For the bottom rail, position the post clip above rail so it can be screwed to the rail’s top edge.

Step 4: Installing Corner Post Covers

Note: Install 4″ cover boards before installing fence boards. Position the cover board against the backside of flanges and attach with ten #8 x 3/4″ cover screws: 5 screws through each flange.

4″ Cover Board

Line up the edge of the fence board with the flange edge. Attach the fence board by fastening five #8 x 3/4″ cover screws into the fence board through the flange, followed by five more screws into the adjacent flange.

6″ Cover Board

Line up the edge of fence board with the flange edge. Attach the fence board by fastening five #8 x 3/4″ cover screws into the fence board through the flange into the rail pocket.

Step 5: Installing Fence Boards

Attach fence boards to the rails according to your desired style, using either nails or screws.

Step 6: Line, End, and Gate Cover Boards

Line Post

Install 6″ cover boards after installing fence boards. Attach cover board by nailing into the rail on either side of the post.

End Post

Fasten a vertical 2 x 2 in rail pocket by nailing it through fence board. Attach cover board by nailing one side into 2 x 2 and the other side into fence rail.

Gate Post

Use the numbering system to identify the gate post pocket positions referenced in the following steps.

For Swing Out Gates

Attach a 2 x 2 in rail pocket #1 by fastening five #8 x 1 1/4″ rail screws into it through flanges from rail pocket #3.

Diagonally attach a 2 x 2 in rail pocket #4 by fastening five #8 x 1-1/4″ rail screws into it through flanges from rail pocket #2

Attach a 2×2 to a cover board. Install the cover board so that the 2×2 fits into rail pocket #3, and fasten the assembly in place by nailing into the 2×2 in rail pocket #4

For Swing-In Gates

Attach a 2×2 in rail pocket #1 by fastening five #8 x 1 1/4 inch rail screws into it through flanges from rail pocket #3. Screws should be evenly spaced down the post.

Drill two 5/8″ holes for hanger bolts in the hat section between rail pockets #3 and #4. The hanger bolt adjustment nuts will be installed against the hat section.

Cut a 2×2 to appropriate lengths for rail pocket #4. Attach by fastening #8 x 1-1/4″ rail screws into the 2×2 through flanges in rail pocket #2.
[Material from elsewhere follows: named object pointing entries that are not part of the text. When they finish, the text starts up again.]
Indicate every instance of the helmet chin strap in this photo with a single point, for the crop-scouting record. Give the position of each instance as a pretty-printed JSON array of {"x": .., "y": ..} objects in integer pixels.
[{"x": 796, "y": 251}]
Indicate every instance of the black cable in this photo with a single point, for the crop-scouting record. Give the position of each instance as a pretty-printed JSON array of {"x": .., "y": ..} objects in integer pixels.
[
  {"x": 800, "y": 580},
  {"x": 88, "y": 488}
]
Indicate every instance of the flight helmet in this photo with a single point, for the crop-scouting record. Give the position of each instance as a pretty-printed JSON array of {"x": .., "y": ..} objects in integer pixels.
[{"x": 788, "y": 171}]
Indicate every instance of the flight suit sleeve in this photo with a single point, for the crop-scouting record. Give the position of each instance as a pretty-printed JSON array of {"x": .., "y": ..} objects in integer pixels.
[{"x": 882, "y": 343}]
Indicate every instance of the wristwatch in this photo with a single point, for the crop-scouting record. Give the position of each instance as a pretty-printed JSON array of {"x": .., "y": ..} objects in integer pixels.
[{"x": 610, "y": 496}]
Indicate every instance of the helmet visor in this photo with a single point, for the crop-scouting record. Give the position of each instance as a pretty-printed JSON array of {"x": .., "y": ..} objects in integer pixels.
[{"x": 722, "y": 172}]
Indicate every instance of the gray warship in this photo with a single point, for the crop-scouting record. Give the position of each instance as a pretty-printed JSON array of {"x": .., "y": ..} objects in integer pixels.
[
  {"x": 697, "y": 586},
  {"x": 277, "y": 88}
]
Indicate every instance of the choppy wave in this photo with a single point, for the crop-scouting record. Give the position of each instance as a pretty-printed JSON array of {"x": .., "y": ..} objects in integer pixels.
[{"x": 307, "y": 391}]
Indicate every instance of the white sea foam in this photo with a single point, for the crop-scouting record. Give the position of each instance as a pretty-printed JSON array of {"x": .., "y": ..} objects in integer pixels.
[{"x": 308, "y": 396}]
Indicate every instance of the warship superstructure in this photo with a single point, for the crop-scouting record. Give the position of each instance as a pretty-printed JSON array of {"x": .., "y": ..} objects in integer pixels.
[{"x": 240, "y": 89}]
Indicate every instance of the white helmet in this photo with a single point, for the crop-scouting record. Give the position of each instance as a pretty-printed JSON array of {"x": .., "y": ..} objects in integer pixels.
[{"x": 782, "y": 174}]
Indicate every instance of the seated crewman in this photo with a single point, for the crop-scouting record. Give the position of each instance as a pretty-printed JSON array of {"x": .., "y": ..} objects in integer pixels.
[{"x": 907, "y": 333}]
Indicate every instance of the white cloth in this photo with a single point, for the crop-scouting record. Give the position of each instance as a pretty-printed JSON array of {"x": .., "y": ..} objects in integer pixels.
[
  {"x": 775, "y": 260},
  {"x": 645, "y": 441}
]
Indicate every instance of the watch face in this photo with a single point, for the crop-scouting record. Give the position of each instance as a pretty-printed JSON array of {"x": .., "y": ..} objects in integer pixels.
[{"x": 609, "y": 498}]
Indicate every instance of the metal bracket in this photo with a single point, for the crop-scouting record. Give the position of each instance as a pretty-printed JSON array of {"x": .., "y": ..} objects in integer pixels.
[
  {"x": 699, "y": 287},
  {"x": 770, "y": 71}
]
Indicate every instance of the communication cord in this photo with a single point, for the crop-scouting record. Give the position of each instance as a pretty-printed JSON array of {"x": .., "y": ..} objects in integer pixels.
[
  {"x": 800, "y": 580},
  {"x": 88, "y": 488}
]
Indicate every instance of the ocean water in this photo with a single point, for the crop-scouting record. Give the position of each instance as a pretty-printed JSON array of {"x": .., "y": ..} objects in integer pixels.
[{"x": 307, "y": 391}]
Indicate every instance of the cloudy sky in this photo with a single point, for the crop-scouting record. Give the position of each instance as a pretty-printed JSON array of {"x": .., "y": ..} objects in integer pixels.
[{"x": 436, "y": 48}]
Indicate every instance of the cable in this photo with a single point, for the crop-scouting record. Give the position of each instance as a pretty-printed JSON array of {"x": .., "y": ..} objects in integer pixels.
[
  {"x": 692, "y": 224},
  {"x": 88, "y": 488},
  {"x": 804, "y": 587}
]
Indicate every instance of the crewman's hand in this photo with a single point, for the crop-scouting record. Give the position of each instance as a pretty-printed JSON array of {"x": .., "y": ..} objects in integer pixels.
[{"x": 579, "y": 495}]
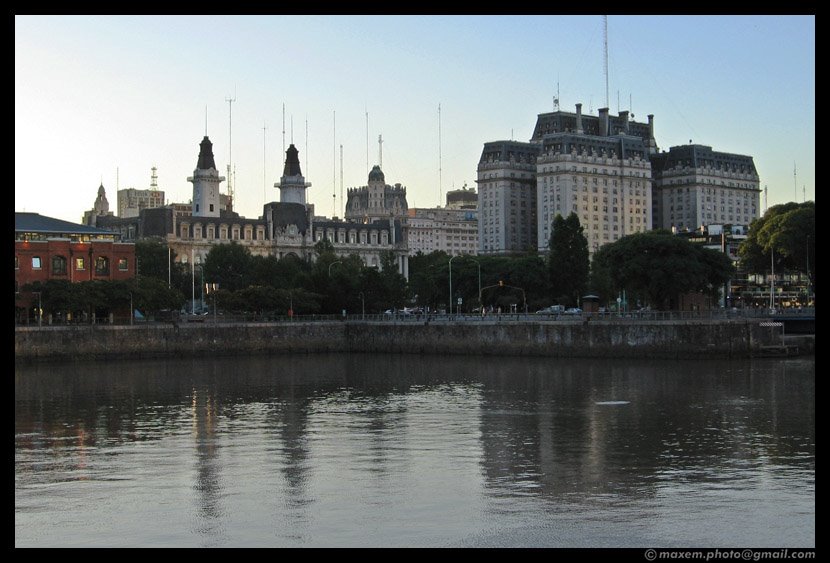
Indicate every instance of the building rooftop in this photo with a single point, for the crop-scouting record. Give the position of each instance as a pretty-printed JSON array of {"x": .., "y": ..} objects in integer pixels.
[{"x": 37, "y": 223}]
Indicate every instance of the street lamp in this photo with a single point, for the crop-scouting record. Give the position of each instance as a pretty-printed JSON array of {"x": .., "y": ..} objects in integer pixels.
[
  {"x": 450, "y": 267},
  {"x": 39, "y": 310},
  {"x": 479, "y": 281}
]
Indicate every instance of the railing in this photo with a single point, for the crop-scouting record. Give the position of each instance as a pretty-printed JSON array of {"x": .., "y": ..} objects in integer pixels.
[{"x": 439, "y": 318}]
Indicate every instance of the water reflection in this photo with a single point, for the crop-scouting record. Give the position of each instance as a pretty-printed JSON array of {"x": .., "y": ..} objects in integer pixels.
[{"x": 411, "y": 450}]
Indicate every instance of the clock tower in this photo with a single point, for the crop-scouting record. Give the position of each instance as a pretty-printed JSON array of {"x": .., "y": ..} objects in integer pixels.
[{"x": 206, "y": 180}]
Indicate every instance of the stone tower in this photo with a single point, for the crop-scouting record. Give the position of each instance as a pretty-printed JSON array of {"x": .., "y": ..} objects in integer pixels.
[{"x": 206, "y": 180}]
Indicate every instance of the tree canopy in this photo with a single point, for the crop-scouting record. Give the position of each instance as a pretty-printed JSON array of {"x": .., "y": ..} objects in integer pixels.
[
  {"x": 787, "y": 234},
  {"x": 568, "y": 261},
  {"x": 657, "y": 267}
]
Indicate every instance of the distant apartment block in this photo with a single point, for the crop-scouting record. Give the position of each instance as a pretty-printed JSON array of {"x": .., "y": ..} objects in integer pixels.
[
  {"x": 695, "y": 186},
  {"x": 455, "y": 231}
]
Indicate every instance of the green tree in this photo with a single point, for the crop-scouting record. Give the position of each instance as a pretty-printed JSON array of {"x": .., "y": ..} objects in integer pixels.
[
  {"x": 786, "y": 232},
  {"x": 568, "y": 261},
  {"x": 229, "y": 265},
  {"x": 657, "y": 267}
]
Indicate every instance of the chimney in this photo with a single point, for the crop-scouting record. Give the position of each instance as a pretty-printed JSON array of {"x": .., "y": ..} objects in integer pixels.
[{"x": 603, "y": 122}]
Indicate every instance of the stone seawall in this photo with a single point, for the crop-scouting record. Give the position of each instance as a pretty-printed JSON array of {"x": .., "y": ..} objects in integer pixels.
[{"x": 617, "y": 339}]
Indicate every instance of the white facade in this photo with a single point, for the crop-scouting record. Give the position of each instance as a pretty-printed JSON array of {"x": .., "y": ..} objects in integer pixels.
[
  {"x": 611, "y": 196},
  {"x": 131, "y": 201},
  {"x": 696, "y": 187},
  {"x": 455, "y": 231},
  {"x": 507, "y": 197}
]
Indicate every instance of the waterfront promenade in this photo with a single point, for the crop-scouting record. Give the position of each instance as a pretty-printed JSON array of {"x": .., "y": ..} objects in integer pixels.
[{"x": 577, "y": 336}]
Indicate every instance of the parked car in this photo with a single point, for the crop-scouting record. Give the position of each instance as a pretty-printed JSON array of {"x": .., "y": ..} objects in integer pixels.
[{"x": 552, "y": 310}]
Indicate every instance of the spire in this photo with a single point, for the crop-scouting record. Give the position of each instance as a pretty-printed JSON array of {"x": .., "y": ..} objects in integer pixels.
[
  {"x": 206, "y": 161},
  {"x": 292, "y": 162}
]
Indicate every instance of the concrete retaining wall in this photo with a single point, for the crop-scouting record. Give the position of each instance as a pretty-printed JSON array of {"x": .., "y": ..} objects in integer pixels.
[{"x": 618, "y": 339}]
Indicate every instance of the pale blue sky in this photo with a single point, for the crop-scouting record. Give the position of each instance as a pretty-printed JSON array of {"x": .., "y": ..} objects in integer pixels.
[{"x": 98, "y": 93}]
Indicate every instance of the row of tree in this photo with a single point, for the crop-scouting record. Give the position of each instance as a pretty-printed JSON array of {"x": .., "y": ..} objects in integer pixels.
[{"x": 653, "y": 268}]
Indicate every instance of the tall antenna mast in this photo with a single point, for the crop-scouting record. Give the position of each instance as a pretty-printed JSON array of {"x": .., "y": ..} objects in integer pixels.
[
  {"x": 605, "y": 39},
  {"x": 440, "y": 164},
  {"x": 306, "y": 144},
  {"x": 230, "y": 153},
  {"x": 264, "y": 166},
  {"x": 795, "y": 185}
]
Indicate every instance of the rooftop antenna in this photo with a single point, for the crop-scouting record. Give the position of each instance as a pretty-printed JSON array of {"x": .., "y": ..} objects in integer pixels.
[
  {"x": 230, "y": 136},
  {"x": 440, "y": 171},
  {"x": 367, "y": 140},
  {"x": 306, "y": 144},
  {"x": 795, "y": 185},
  {"x": 605, "y": 40}
]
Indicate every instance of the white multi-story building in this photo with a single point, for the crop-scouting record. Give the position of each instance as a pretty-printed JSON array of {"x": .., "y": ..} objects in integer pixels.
[
  {"x": 507, "y": 197},
  {"x": 131, "y": 201},
  {"x": 602, "y": 174},
  {"x": 595, "y": 166},
  {"x": 695, "y": 186},
  {"x": 455, "y": 231}
]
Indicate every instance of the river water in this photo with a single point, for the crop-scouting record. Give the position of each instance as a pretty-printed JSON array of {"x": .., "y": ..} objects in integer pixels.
[{"x": 423, "y": 451}]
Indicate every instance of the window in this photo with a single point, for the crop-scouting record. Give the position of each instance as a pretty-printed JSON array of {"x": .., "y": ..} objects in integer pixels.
[
  {"x": 58, "y": 265},
  {"x": 102, "y": 266}
]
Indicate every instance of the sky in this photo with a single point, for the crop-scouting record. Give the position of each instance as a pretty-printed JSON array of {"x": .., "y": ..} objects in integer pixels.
[{"x": 103, "y": 99}]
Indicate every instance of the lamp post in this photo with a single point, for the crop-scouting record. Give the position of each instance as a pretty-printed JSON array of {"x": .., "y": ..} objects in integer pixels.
[
  {"x": 39, "y": 310},
  {"x": 479, "y": 281},
  {"x": 450, "y": 267}
]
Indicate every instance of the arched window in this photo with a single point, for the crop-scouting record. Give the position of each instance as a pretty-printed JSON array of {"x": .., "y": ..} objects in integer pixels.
[
  {"x": 58, "y": 266},
  {"x": 102, "y": 266}
]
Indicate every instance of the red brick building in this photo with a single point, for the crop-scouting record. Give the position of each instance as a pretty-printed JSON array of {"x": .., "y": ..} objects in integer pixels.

Cut a 2×2 to appropriate lengths for rail pocket #3 and nail to the cover board.
Install the assembly so the 2×2 fits into rail pocket #3, and fasten by nailing through cover board into the 2×2 in rail pocket #4.

Step 7: Install Gate Hardware

SWING-OUT GATE Use 8″ Ornamental strap hinge.

SWING-IN GATE Use hanger bolt with 8″ Ornamental strap hinge.

Where Do I Find The Corner Clips?

You can either order your clips from any retail store by requesting Master Halco Part #633675 or you can call Master Halco directly at 1.800.643.3623 and we will get them to you.

What PostMaster Fence Post Height Do I Need?

Master Halco has provided a basic reference chart for use in most 6 foot and 8 foot high fences.  This chart is meant to serve as basic guidance for most, but not all fences.  We strongly recommend that you discuss your fence design needs with a local Professional Fence Contractor or a local structural engineer as they are the most familiar with your local codes, ordinances and conditions and can help you determine the correct post length you need.

Overall Fence Height Post Height Maximum Post Spacing* Where To Buy
6 foot 7ft 6in 8ft Retailer (Stocked at Stores)**
6 foot 8ft 8ft Professional Fence Contractor
8 foot 10ft 4ft Professional Fence Contractor
8 foot 12ft 4ft Professional Fence Contractor

*Maximum allowable on center post spacing to maintain warranty
**Local Retailers may offer additional sizes. Check with the Special Order or Professional Desks for availability and pricing

What Depth do I set PostMaster?

As shown in our installation instructions we advise that the post be set at least 24 inches into the ground for standard 6 foot and 8 foot high fences. If you have concerns or questions about how to meet your local code requirements, Master Halco recommends you contact a local structural engineer to do a full evaluation before starting any construction. Master Halco has technical information sheets for engineers available upon request.